Monitor thinking blocks — In your response handling, always check for block.type == "thinking" to capture Claude's reasoning. This is valuable for debugging and transparency.

Start with effort: "high" — Get a baseline for your workload's thinking needs before optimizing.

Use for agentic loops — Adaptive thinking shines when Claude needs to reason between tool calls. Build your agents to leverage interleaved thinking.

Test with your actual workload — Synthetic benchmarks may not reflect real-world performance. Run A/B tests with your production prompts.
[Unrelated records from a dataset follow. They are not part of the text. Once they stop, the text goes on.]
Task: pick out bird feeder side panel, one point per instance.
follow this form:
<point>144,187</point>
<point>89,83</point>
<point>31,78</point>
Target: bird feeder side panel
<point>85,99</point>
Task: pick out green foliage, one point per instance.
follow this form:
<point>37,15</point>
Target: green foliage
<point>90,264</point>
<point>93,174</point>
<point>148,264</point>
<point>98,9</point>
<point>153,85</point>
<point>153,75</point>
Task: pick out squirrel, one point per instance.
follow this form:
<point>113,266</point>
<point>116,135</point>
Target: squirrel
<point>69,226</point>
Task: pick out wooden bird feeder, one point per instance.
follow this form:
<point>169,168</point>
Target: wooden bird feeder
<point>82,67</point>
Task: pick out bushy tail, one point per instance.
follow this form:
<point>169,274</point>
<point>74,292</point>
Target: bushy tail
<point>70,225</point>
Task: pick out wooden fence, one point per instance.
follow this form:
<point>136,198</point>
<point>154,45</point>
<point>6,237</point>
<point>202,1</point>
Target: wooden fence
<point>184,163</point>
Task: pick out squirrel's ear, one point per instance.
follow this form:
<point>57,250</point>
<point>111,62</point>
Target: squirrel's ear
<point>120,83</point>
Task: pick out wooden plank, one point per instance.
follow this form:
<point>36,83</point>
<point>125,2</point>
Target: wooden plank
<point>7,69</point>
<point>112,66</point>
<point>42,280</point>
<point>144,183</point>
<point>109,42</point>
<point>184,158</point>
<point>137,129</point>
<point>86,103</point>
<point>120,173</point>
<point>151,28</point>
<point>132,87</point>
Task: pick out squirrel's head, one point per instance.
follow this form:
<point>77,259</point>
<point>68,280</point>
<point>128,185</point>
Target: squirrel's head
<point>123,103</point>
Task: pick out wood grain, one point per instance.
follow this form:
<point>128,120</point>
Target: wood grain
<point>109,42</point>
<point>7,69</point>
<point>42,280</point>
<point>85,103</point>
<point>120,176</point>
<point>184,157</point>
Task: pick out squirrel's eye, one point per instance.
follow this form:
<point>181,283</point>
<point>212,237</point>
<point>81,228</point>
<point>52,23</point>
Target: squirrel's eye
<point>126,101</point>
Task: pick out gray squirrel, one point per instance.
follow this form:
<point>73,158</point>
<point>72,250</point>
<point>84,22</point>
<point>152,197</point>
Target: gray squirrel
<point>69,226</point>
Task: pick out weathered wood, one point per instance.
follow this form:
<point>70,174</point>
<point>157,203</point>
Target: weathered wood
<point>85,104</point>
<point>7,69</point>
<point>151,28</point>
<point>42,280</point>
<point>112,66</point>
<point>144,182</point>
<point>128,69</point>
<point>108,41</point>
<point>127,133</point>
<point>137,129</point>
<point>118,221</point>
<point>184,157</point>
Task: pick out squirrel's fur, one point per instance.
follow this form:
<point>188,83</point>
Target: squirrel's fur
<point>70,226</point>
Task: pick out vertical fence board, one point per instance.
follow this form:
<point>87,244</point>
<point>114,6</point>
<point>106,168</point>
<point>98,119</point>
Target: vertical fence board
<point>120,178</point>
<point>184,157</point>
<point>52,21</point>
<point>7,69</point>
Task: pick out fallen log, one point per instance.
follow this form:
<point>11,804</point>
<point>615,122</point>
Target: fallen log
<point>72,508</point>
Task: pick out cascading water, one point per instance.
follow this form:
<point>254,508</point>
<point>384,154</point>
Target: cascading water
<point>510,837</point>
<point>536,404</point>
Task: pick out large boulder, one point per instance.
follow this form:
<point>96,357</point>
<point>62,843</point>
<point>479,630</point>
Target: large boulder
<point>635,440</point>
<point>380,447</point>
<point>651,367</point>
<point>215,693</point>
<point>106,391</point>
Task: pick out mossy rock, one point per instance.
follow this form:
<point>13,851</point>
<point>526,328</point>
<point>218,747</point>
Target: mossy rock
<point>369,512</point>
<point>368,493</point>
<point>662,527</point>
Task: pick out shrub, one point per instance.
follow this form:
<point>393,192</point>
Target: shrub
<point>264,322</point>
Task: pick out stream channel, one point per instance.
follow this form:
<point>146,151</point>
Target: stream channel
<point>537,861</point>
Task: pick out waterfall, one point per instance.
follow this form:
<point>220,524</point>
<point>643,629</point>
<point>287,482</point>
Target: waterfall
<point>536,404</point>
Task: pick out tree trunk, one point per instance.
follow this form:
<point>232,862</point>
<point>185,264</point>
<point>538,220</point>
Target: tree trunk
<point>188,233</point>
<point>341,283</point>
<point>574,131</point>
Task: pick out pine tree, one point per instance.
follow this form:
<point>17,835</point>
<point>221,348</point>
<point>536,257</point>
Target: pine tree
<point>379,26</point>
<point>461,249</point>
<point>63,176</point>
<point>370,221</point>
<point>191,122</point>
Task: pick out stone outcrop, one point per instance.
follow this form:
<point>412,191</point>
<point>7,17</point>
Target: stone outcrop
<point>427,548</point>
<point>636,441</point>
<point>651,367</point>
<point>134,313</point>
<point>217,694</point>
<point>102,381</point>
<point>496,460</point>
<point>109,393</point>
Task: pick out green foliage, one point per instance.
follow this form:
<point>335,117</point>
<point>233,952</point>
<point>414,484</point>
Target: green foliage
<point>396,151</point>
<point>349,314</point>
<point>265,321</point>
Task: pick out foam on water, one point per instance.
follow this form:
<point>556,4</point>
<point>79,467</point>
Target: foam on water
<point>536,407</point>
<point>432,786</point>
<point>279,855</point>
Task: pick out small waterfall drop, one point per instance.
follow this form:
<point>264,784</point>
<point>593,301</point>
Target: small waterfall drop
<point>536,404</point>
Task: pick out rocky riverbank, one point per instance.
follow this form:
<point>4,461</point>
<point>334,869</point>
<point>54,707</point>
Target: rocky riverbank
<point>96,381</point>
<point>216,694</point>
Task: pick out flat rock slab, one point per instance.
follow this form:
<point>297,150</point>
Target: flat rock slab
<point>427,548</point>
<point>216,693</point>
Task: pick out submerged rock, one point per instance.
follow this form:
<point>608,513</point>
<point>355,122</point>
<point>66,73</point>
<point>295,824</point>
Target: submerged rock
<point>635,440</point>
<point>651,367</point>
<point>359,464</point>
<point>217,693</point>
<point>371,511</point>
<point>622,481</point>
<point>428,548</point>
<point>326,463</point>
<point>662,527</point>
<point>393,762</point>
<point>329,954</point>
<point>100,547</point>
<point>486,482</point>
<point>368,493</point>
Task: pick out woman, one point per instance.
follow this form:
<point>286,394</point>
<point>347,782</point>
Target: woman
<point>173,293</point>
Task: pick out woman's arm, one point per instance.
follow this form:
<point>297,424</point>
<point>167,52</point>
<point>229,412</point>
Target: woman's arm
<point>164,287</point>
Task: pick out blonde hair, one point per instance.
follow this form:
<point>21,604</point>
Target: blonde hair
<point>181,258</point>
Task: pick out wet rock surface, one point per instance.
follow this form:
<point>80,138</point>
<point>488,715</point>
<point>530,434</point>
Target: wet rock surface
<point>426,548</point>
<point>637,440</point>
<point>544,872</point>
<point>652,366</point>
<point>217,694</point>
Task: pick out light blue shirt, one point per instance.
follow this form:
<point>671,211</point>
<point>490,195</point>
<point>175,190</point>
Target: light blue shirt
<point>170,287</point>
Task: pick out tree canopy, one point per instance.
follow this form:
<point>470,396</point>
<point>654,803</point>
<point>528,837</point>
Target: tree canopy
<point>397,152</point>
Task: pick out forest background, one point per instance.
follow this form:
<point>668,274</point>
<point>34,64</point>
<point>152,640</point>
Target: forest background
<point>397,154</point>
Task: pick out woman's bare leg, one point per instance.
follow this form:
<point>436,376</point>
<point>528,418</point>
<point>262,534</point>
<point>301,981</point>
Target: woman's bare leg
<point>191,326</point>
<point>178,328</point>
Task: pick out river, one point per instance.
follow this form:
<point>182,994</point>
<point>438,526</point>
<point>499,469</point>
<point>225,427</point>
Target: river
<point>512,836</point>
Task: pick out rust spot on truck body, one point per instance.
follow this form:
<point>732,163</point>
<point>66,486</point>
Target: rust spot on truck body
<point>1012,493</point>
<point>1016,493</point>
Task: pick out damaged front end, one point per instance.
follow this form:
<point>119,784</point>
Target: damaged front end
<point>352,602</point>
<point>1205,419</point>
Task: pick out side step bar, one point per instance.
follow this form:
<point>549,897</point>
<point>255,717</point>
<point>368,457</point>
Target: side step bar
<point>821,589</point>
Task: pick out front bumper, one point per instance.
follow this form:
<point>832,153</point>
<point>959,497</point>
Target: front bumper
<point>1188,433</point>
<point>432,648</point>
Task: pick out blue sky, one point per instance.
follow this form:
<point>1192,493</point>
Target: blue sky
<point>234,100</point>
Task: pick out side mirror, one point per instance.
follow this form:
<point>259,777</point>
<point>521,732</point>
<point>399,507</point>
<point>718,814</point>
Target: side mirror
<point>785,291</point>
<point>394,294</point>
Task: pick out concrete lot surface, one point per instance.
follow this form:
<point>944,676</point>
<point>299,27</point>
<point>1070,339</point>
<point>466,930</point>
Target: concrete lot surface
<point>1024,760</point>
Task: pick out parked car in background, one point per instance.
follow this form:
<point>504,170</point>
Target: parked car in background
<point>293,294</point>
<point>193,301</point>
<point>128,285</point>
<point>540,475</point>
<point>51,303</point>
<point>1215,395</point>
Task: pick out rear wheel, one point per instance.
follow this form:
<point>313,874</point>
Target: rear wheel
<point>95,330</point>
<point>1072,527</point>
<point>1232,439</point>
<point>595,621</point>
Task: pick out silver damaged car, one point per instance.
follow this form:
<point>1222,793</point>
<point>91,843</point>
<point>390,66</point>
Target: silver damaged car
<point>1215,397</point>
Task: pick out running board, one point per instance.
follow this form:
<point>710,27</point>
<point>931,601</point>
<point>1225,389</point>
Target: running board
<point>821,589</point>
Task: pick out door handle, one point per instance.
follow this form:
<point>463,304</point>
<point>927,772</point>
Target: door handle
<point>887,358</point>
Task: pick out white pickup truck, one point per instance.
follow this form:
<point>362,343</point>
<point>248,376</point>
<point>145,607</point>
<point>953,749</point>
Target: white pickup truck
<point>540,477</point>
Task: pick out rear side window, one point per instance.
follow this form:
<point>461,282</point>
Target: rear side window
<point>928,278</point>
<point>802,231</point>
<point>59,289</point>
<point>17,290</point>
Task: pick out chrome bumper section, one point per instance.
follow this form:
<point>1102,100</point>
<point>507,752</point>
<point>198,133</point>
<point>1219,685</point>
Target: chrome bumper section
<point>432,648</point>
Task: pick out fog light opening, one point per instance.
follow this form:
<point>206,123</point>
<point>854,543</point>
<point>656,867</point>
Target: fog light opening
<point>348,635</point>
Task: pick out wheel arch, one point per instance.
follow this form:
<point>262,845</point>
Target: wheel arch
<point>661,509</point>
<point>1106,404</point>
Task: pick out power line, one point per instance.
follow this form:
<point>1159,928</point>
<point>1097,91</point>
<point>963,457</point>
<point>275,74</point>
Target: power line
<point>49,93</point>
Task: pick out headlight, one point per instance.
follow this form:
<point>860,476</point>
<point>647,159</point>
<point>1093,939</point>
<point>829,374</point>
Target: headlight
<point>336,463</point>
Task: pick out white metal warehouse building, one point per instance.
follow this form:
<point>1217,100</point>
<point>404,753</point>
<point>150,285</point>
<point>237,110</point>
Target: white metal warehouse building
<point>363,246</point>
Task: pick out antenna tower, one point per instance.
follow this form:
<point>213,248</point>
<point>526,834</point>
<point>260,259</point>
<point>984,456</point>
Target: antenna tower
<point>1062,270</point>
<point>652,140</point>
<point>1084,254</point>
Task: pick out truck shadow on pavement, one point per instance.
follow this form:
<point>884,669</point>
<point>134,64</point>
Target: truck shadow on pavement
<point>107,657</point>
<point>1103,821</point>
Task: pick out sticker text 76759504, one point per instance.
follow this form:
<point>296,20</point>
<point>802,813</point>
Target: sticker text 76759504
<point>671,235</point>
No beta header required — Unlike some Claude features, adaptive thinking doesn't need any special beta headers. Just set thinking: {type: "adaptive"}.

Key Takeaways

Adaptive thinking replaces fixed token budgets — Claude dynamically decides when and how much to think based on request complexity, eliminating the need to guess budget_tokens values.
Interleaved thinking enables better agentic workflows — Claude can reason between tool calls, creating more natural and effective multi-step reasoning loops.
The effort parameter gives you cost control — Use effort: "low", "medium", or "high" to balance reasoning depth against token usage and latency.
Migration is straightforward — Update your thinking configuration from {type: "enabled", budget_tokens: N} to {type: "adaptive"} and optionally add an effort level.
Opus 4.7 requires adaptive thinking — If you're using the latest Opus model, adaptive thinking is your only option (and it's the best one).

Adaptive thinking represents a fundamental shift in how Claude approaches reasoning. By letting the model decide when to think deeply and when to respond quickly, you get better results, lower costs, and simpler code. Start experimenting with it today to see the difference in your AI workflows.